Business Secretary Kwasi Kwarteng has done the right thing by throwing sand in the wheels of predatory US private equity house Advent
Cobham has since been dismantled, without breaching its undertakings, which only shows how pathetic they were. But that behaviour has now come home to roost as no-one now trusts Advent, which is using Cobham as a front for its bid for Ultra.
Advent, via Cobham, earlier this week made a string of vague pledges on national security, UK jobs, R&D, carbon emissions and liaison with the Government. It claims the pledges it intends to make would be legally binding and enforceable, but this is unlikely to be the case in practice as there are always plenty of loopholes to wriggle through.
Any enforcement by the Government would involve an expensive and uncertain legal action after the horse had bolted. Thankfully, Kwarteng has seen through this and intervened promptly. He should hold his nerve: this is a deal that richly deserves to be blocked. If it isn’t, then all his tough talk about national security will be so much hot air.
In the hierarchy of horror visited on the people of Afghanistan, fears for the economy will rank below life, limb and loved-ones. But with the Taliban now in control of economic life, the dire situation will only get worse – and the reverberations will be felt far beyond that unhappy country, one of the most desperately poor in the world.
Taliban finances are propped up largely through taxing the drugs trade – the country accounts for more than 80pc of world opium production
Even before the events of the past few days, the Afghan economy was, in the words of the World Bank, ‘shaped by fragility and aid dependence’. Growth has been stifled by widespread corruption, lack of overseas investment, political instability, security concerns and a large black economy.
If women are unable to work and people are afraid to venture out to work, it will act as a screeching brake. Enormous aid flows, accounting for more than 40pc of the economy last year, have been keeping the nation afloat but will dry up because no-one wants the Taliban getting their hands on the money. IMF support must also be in jeopardy. The side-effect, sadly, is that ordinary citizens will be hurt too.
Taliban finances are propped up largely through taxing the drugs trade – the country accounts for more than 80pc of world opium production – as well as income such as property investment and extortion. They now control the central bank in theory – its former governor has fled, warning of inflation and a currency collapse – but their ability to loot its assets is limited. Most of the $9.4bn of reserves are overseas, mainly at the Federal Reserve in the US. These have been frozen.

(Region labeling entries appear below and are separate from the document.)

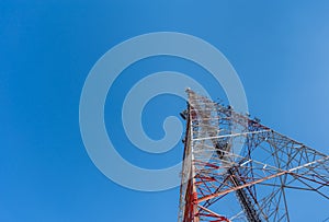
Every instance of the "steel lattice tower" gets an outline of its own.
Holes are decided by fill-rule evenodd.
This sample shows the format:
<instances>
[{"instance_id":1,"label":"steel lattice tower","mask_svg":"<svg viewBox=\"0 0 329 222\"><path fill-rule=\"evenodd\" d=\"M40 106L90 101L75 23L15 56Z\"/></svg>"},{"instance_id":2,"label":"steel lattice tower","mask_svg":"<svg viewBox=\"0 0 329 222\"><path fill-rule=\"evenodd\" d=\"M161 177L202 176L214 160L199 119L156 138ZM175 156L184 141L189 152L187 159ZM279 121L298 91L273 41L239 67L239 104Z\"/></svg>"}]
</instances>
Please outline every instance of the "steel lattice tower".
<instances>
[{"instance_id":1,"label":"steel lattice tower","mask_svg":"<svg viewBox=\"0 0 329 222\"><path fill-rule=\"evenodd\" d=\"M179 222L291 221L286 192L295 189L329 206L329 155L186 92ZM237 207L226 210L231 199Z\"/></svg>"}]
</instances>

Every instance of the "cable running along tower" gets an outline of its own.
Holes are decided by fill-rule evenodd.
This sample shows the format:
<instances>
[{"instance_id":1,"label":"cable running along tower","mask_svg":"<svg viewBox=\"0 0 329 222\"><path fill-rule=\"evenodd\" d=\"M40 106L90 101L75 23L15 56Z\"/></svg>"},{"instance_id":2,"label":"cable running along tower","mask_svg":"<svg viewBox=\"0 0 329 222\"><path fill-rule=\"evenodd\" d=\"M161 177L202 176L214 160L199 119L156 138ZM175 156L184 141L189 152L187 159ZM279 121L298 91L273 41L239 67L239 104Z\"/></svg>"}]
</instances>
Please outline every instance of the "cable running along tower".
<instances>
[{"instance_id":1,"label":"cable running along tower","mask_svg":"<svg viewBox=\"0 0 329 222\"><path fill-rule=\"evenodd\" d=\"M329 212L329 155L186 92L179 222L288 222L287 196L300 190Z\"/></svg>"}]
</instances>

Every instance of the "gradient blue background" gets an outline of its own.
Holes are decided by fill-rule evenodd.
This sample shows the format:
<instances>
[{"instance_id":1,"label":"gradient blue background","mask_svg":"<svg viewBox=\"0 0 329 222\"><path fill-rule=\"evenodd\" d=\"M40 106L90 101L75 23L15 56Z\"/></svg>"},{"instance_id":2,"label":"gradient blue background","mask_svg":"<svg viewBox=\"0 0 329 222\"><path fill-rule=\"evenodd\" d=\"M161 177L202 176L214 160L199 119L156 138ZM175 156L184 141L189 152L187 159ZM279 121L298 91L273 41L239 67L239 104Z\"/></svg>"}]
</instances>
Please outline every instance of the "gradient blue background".
<instances>
[{"instance_id":1,"label":"gradient blue background","mask_svg":"<svg viewBox=\"0 0 329 222\"><path fill-rule=\"evenodd\" d=\"M79 131L91 67L111 47L149 32L186 33L216 46L236 68L252 115L329 153L328 11L325 0L1 0L0 221L177 220L178 188L147 194L112 183L90 161ZM149 168L181 161L182 144L163 155L143 153L124 135L121 105L136 81L163 70L224 95L204 70L181 59L151 58L125 70L111 89L106 126L118 152ZM145 108L146 131L161 138L163 118L184 106L174 96L155 98ZM328 201L304 192L291 201L293 221L329 217Z\"/></svg>"}]
</instances>

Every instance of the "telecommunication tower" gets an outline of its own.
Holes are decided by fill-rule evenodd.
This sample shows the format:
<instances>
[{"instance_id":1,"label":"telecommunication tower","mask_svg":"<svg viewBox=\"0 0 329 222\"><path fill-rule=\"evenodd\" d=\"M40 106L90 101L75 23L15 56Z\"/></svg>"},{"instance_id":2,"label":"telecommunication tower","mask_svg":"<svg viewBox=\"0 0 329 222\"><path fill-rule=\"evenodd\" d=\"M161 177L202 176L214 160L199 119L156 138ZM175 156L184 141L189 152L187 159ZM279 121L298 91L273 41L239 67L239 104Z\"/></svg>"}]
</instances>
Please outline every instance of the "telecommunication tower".
<instances>
[{"instance_id":1,"label":"telecommunication tower","mask_svg":"<svg viewBox=\"0 0 329 222\"><path fill-rule=\"evenodd\" d=\"M179 222L291 221L291 190L316 192L329 212L329 155L186 92Z\"/></svg>"}]
</instances>

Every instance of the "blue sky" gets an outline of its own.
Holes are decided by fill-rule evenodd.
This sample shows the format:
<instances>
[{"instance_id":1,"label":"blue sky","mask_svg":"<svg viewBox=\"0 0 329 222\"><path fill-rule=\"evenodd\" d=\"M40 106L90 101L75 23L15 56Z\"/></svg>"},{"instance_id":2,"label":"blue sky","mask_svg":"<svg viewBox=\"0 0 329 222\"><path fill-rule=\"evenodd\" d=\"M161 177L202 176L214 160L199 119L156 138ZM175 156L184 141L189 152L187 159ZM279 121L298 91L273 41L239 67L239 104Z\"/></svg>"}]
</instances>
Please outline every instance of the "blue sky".
<instances>
[{"instance_id":1,"label":"blue sky","mask_svg":"<svg viewBox=\"0 0 329 222\"><path fill-rule=\"evenodd\" d=\"M186 33L216 46L237 70L252 115L329 153L328 11L325 0L1 0L0 221L177 220L178 188L149 194L114 184L90 161L79 130L80 93L92 66L116 44L149 32ZM178 163L182 145L163 155L136 150L124 135L121 105L140 78L169 68L224 95L183 60L155 58L125 70L106 101L106 127L115 129L118 152L144 167ZM146 131L161 138L163 118L184 106L174 96L155 98L145 108ZM313 210L316 215L305 215L313 221L329 217L308 202L295 201L293 209Z\"/></svg>"}]
</instances>

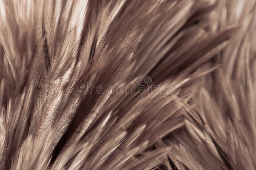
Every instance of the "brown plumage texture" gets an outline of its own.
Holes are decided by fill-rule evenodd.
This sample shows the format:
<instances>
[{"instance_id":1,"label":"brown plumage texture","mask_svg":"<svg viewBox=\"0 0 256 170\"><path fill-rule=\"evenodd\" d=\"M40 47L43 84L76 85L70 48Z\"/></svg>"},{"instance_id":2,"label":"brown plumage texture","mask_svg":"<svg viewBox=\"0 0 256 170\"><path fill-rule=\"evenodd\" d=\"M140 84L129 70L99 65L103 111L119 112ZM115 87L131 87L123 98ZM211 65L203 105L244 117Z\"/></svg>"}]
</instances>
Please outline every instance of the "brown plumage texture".
<instances>
[{"instance_id":1,"label":"brown plumage texture","mask_svg":"<svg viewBox=\"0 0 256 170\"><path fill-rule=\"evenodd\" d=\"M256 12L254 0L1 0L1 169L255 169ZM146 77L173 92L81 92Z\"/></svg>"}]
</instances>

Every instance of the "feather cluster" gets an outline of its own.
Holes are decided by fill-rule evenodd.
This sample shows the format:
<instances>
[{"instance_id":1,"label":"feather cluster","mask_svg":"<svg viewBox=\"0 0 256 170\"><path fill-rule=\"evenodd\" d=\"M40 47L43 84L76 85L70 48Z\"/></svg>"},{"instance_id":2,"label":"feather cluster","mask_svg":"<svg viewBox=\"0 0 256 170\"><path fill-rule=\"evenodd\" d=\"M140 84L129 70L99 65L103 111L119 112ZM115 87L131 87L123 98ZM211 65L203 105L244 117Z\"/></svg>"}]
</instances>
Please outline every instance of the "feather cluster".
<instances>
[{"instance_id":1,"label":"feather cluster","mask_svg":"<svg viewBox=\"0 0 256 170\"><path fill-rule=\"evenodd\" d=\"M255 169L256 14L0 0L0 169Z\"/></svg>"}]
</instances>

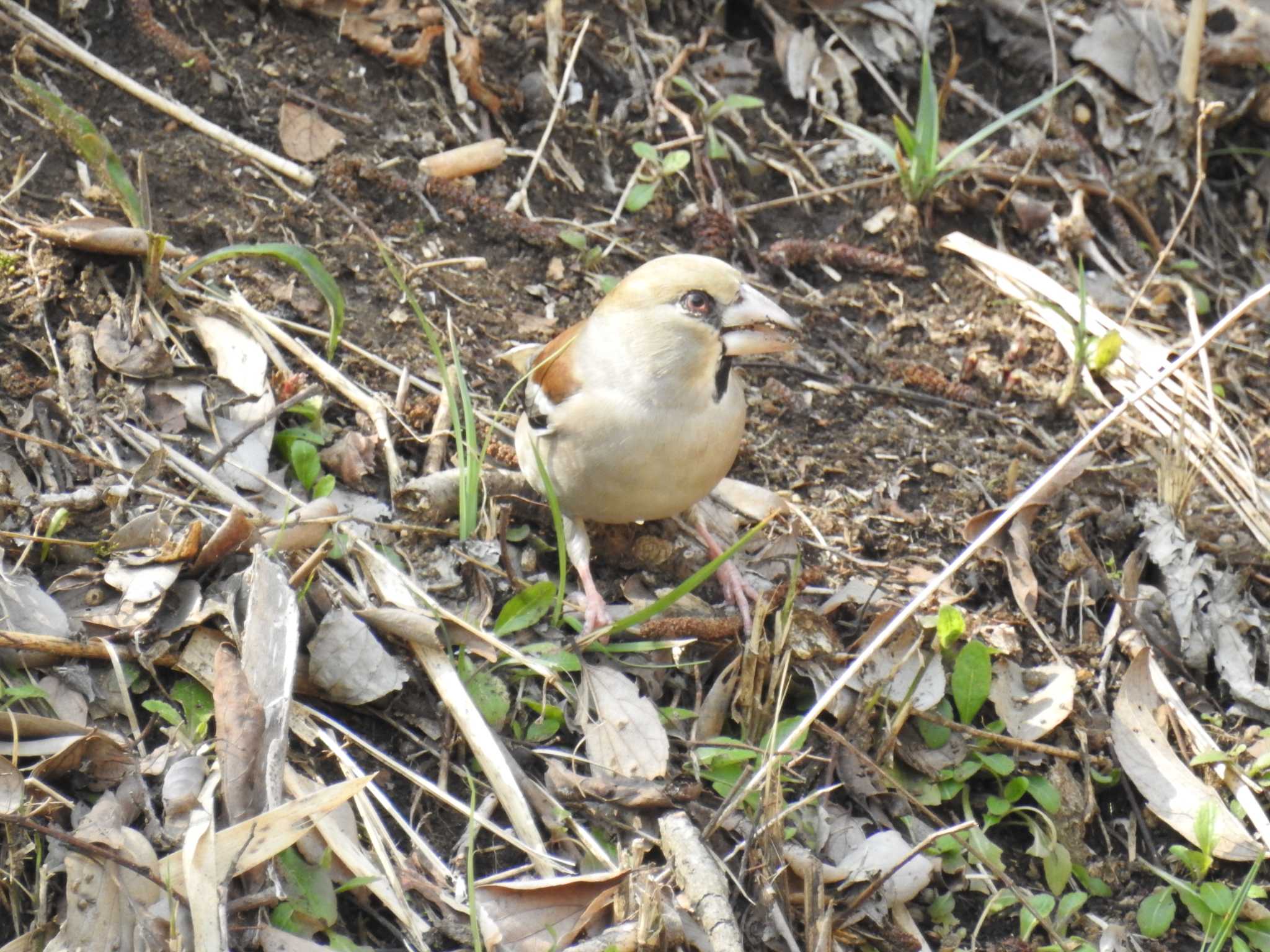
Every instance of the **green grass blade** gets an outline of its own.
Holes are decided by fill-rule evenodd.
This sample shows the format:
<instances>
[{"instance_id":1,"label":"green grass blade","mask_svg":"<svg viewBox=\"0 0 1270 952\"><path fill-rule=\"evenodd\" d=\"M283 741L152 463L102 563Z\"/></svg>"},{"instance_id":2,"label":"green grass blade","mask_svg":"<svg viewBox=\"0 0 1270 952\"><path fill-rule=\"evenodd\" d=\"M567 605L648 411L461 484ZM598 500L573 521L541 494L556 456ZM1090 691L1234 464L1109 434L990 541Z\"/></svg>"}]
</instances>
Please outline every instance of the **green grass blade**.
<instances>
[{"instance_id":1,"label":"green grass blade","mask_svg":"<svg viewBox=\"0 0 1270 952\"><path fill-rule=\"evenodd\" d=\"M935 168L937 170L940 170L940 171L942 171L944 169L951 168L952 162L956 160L956 157L959 155L961 155L961 152L965 152L965 151L969 151L969 150L974 149L977 145L979 145L988 136L991 136L994 132L997 132L998 129L1008 126L1010 123L1012 123L1019 117L1026 116L1033 109L1035 109L1038 105L1041 105L1043 103L1048 103L1050 99L1053 99L1059 93L1062 93L1064 89L1067 89L1069 85L1072 85L1073 83L1076 83L1076 80L1077 80L1077 76L1069 76L1063 83L1059 83L1057 86L1054 86L1053 89L1046 89L1039 96L1029 99L1026 103L1024 103L1022 105L1020 105L1017 109L1011 109L1008 113L1006 113L1005 116L1002 116L999 119L994 119L993 122L989 122L987 126L984 126L982 129L979 129L978 132L975 132L969 138L963 140L961 142L958 142L956 146L951 151L949 151L949 154L945 155L939 161L939 165L936 165Z\"/></svg>"},{"instance_id":2,"label":"green grass blade","mask_svg":"<svg viewBox=\"0 0 1270 952\"><path fill-rule=\"evenodd\" d=\"M720 565L723 565L729 559L732 559L734 555L737 555L737 552L740 551L740 547L744 546L747 542L749 542L749 539L752 539L754 537L754 534L759 529L765 528L767 526L767 523L770 523L771 520L772 520L772 517L768 515L762 522L756 523L749 529L749 532L747 532L739 539L737 539L730 546L728 546L728 548L725 548L723 552L720 552L716 559L711 559L709 562L706 562L705 565L702 565L700 569L697 569L695 572L692 572L692 575L690 575L687 579L685 579L678 585L676 585L673 589L671 589L664 595L662 595L659 599L657 599L657 602L653 602L652 604L644 605L638 612L631 612L625 618L618 618L612 625L608 625L608 626L606 626L603 628L597 628L596 631L593 631L591 633L589 638L598 638L598 637L602 637L605 635L616 635L617 632L626 631L626 628L631 627L632 625L639 625L640 622L646 622L653 616L659 614L660 612L664 612L667 608L669 608L671 605L673 605L676 602L678 602L681 598L683 598L686 594L688 594L690 592L692 592L693 589L696 589L706 579L709 579L711 575L714 575L716 571L719 571L719 566Z\"/></svg>"},{"instance_id":3,"label":"green grass blade","mask_svg":"<svg viewBox=\"0 0 1270 952\"><path fill-rule=\"evenodd\" d=\"M853 122L842 123L842 131L851 136L851 138L856 140L856 142L866 145L874 150L880 159L890 165L892 169L902 171L899 159L895 157L894 142L888 142L876 132L870 132L862 126L856 126Z\"/></svg>"},{"instance_id":4,"label":"green grass blade","mask_svg":"<svg viewBox=\"0 0 1270 952\"><path fill-rule=\"evenodd\" d=\"M74 149L79 157L88 162L93 173L105 183L123 213L128 216L128 222L137 228L149 228L150 223L146 221L141 195L137 194L123 162L110 146L110 140L98 132L91 119L72 109L57 94L20 74L15 72L13 79L48 119L58 137Z\"/></svg>"},{"instance_id":5,"label":"green grass blade","mask_svg":"<svg viewBox=\"0 0 1270 952\"><path fill-rule=\"evenodd\" d=\"M940 90L931 70L931 51L922 51L922 79L917 95L917 124L913 127L917 149L913 164L918 183L928 185L940 161Z\"/></svg>"},{"instance_id":6,"label":"green grass blade","mask_svg":"<svg viewBox=\"0 0 1270 952\"><path fill-rule=\"evenodd\" d=\"M177 275L177 283L185 281L190 274L206 268L216 261L225 261L230 258L245 258L251 255L264 255L277 258L283 264L295 268L304 274L309 283L314 286L319 294L326 301L330 311L330 335L326 339L326 359L335 355L335 345L339 344L339 335L344 331L344 292L326 270L321 260L301 245L288 245L284 242L263 242L258 245L226 245L215 251L208 251L192 265Z\"/></svg>"},{"instance_id":7,"label":"green grass blade","mask_svg":"<svg viewBox=\"0 0 1270 952\"><path fill-rule=\"evenodd\" d=\"M547 505L551 506L551 527L556 531L560 581L556 583L556 600L551 611L551 625L552 627L560 627L560 616L564 614L564 580L569 572L568 546L564 543L564 514L560 512L560 499L555 494L555 484L551 482L551 473L547 472L546 463L542 462L542 454L538 452L538 442L531 439L530 447L533 449L533 462L538 465L538 476L542 477L542 491L547 498Z\"/></svg>"},{"instance_id":8,"label":"green grass blade","mask_svg":"<svg viewBox=\"0 0 1270 952\"><path fill-rule=\"evenodd\" d=\"M476 440L476 410L472 406L471 393L467 390L467 374L464 372L462 359L458 357L458 343L455 340L455 325L446 312L446 324L450 331L450 359L455 368L455 380L458 383L458 405L462 410L462 419L455 425L455 442L458 443L460 426L462 428L464 452L460 454L458 479L461 494L458 496L458 538L467 538L476 532L478 517L480 515L480 472L485 463L485 454L478 449Z\"/></svg>"}]
</instances>

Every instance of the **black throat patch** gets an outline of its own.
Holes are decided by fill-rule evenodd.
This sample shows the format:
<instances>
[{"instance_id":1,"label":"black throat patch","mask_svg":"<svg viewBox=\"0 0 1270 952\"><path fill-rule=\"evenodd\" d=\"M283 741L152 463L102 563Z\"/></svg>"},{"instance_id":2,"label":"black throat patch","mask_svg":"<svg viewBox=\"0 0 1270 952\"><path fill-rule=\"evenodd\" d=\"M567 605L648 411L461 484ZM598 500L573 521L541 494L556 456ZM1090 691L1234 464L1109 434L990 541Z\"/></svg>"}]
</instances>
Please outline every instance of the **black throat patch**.
<instances>
[{"instance_id":1,"label":"black throat patch","mask_svg":"<svg viewBox=\"0 0 1270 952\"><path fill-rule=\"evenodd\" d=\"M721 349L721 348L720 348ZM728 382L732 380L732 357L725 353L719 354L719 367L715 369L715 402L723 400L728 392Z\"/></svg>"}]
</instances>

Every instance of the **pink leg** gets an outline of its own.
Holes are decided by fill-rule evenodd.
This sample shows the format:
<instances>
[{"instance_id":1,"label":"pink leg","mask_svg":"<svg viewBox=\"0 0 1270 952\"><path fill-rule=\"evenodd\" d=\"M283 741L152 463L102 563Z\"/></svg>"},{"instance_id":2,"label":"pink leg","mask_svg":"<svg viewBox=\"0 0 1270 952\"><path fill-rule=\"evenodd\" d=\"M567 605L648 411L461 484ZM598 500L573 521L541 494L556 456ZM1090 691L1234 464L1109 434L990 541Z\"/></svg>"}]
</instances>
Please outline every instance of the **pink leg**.
<instances>
[{"instance_id":1,"label":"pink leg","mask_svg":"<svg viewBox=\"0 0 1270 952\"><path fill-rule=\"evenodd\" d=\"M723 555L723 546L710 534L701 513L693 512L693 528L701 545L706 547L706 555L718 559ZM745 580L740 578L740 569L730 559L719 566L718 578L724 598L737 605L737 611L740 612L742 633L749 635L749 603L758 600L758 593L754 592L753 586L745 584Z\"/></svg>"},{"instance_id":2,"label":"pink leg","mask_svg":"<svg viewBox=\"0 0 1270 952\"><path fill-rule=\"evenodd\" d=\"M585 617L583 622L583 635L589 635L596 628L612 622L608 617L608 603L596 588L596 580L591 576L591 537L587 536L587 526L582 519L564 517L565 550L569 552L569 561L578 570L578 580L582 590L587 595Z\"/></svg>"}]
</instances>

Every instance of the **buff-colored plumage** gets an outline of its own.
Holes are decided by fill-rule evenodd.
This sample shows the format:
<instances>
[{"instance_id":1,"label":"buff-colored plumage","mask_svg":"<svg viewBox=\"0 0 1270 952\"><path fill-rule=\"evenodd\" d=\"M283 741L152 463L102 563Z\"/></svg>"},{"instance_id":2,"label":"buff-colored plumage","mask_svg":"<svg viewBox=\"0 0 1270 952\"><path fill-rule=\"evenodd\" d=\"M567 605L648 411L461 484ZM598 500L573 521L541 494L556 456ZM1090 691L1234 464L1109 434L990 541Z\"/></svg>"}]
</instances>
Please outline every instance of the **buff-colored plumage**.
<instances>
[{"instance_id":1,"label":"buff-colored plumage","mask_svg":"<svg viewBox=\"0 0 1270 952\"><path fill-rule=\"evenodd\" d=\"M516 451L540 491L535 444L551 476L587 592L588 631L606 613L583 520L667 518L714 489L737 458L745 424L732 358L789 349L773 325L798 327L735 268L669 255L631 272L591 317L535 357ZM709 533L702 538L718 550ZM734 581L730 597L739 575ZM743 598L739 608L748 618Z\"/></svg>"}]
</instances>

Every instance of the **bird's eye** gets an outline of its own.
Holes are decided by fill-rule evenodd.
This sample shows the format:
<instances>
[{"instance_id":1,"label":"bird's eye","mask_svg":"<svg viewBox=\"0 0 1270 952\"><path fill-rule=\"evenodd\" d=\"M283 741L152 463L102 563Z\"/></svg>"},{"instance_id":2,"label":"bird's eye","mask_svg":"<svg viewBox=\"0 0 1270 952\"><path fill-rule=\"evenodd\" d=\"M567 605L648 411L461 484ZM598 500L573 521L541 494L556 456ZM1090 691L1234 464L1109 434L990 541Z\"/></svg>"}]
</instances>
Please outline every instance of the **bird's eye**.
<instances>
[{"instance_id":1,"label":"bird's eye","mask_svg":"<svg viewBox=\"0 0 1270 952\"><path fill-rule=\"evenodd\" d=\"M714 298L705 291L690 291L679 298L679 305L693 317L706 317L714 310Z\"/></svg>"}]
</instances>

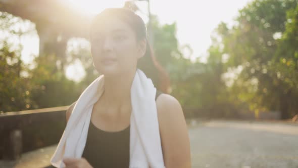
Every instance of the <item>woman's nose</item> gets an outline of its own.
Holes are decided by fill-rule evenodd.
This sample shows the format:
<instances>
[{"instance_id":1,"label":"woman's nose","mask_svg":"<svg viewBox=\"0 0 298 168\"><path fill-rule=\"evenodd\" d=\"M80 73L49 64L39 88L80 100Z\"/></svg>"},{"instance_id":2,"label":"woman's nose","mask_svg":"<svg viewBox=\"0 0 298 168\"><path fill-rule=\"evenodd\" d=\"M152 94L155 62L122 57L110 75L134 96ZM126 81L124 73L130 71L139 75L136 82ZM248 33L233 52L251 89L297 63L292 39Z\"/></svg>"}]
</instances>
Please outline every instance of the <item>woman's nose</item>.
<instances>
[{"instance_id":1,"label":"woman's nose","mask_svg":"<svg viewBox=\"0 0 298 168\"><path fill-rule=\"evenodd\" d=\"M113 41L111 38L107 37L105 38L103 48L105 51L111 51L113 49Z\"/></svg>"}]
</instances>

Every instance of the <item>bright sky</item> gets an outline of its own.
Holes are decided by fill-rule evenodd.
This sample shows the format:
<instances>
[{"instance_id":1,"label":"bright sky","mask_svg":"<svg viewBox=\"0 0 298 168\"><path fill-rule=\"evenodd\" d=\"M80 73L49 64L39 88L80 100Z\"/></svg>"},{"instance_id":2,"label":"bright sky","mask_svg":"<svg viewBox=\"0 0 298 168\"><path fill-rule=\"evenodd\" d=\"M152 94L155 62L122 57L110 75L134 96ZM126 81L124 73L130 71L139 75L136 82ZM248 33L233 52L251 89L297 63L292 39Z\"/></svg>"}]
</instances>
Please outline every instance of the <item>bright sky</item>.
<instances>
[{"instance_id":1,"label":"bright sky","mask_svg":"<svg viewBox=\"0 0 298 168\"><path fill-rule=\"evenodd\" d=\"M189 44L193 51L190 58L194 59L200 57L204 61L206 58L207 50L211 44L210 35L213 30L221 21L227 23L230 26L233 25L233 19L238 10L251 1L150 0L150 6L151 13L158 16L161 24L177 23L177 37L179 44ZM99 13L106 8L122 7L125 2L124 0L67 1L74 8L90 15ZM143 12L138 14L146 22L146 1L138 2L136 4ZM31 60L28 56L30 54L38 53L38 39L36 36L35 38L28 37L24 41L26 45L22 57L25 62L28 63Z\"/></svg>"}]
</instances>

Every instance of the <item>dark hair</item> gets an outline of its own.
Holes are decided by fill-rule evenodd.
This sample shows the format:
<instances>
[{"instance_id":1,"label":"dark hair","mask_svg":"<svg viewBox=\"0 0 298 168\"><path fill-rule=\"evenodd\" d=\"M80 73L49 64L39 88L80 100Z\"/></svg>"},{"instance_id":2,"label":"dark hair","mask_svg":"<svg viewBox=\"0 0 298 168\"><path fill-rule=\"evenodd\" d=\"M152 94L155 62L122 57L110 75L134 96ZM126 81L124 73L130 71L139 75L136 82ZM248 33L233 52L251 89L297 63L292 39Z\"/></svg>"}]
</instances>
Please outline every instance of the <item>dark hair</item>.
<instances>
[{"instance_id":1,"label":"dark hair","mask_svg":"<svg viewBox=\"0 0 298 168\"><path fill-rule=\"evenodd\" d=\"M143 20L132 11L124 8L108 8L96 15L93 19L90 31L92 34L96 24L102 23L111 17L116 17L127 23L134 31L137 40L145 39L146 47L145 55L138 60L137 68L150 78L157 89L164 93L169 93L170 79L169 75L158 63L153 54L149 41L147 40L146 25Z\"/></svg>"}]
</instances>

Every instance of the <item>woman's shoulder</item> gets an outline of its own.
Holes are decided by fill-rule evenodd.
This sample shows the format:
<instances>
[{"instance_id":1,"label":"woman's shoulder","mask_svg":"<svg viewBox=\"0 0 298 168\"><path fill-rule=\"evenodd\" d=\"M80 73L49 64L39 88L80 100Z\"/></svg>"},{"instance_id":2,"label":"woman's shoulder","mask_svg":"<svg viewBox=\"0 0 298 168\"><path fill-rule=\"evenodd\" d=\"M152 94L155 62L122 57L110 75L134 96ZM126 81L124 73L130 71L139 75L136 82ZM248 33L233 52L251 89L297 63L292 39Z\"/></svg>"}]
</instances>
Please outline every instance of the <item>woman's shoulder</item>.
<instances>
[{"instance_id":1,"label":"woman's shoulder","mask_svg":"<svg viewBox=\"0 0 298 168\"><path fill-rule=\"evenodd\" d=\"M177 113L180 113L180 116L181 114L183 115L180 103L171 95L161 93L156 99L156 106L159 115L172 115Z\"/></svg>"}]
</instances>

However, a culturally important 2,000- year-old hoard of jewellery, coins and ornaments known as the Bactrian Treasure lies in a central bank vault in the presidential palace, which is in the hands of the militant group. The economic consequences of Joe Biden’s ignominious retreat will extend far beyond Afghanistan itself.
Most worrying of all is the fact the Taliban control mineral deposits crucial to the world’s hopes to shift to green energy. They have already been cashing in on the commodities super-cycle to the tune of $400m a year, according to their own mining and stones commission, through iron ore, copper and lapis lazuli. But that is as nothing compared with the vast untapped wealth in the form of lithium, needed for electric cars, along with minerals such as cobalt.
Eleven years ago, the Pentagon went so far as to call the country ‘the Saudi Arabia of lithium’, putting a value of $1trillion on the deposits. The tragedy is that, handled wisely, these riches could put the Afghan people on the road to prosperity and peace. More likely, it will lead to worse corruption and instability. The Taliban does not have the wherewithal to extract and exploit the mineral wealth themselves, but there are already fears China and Russia are lining up to do business with them. It’s a truly terrifying prospect.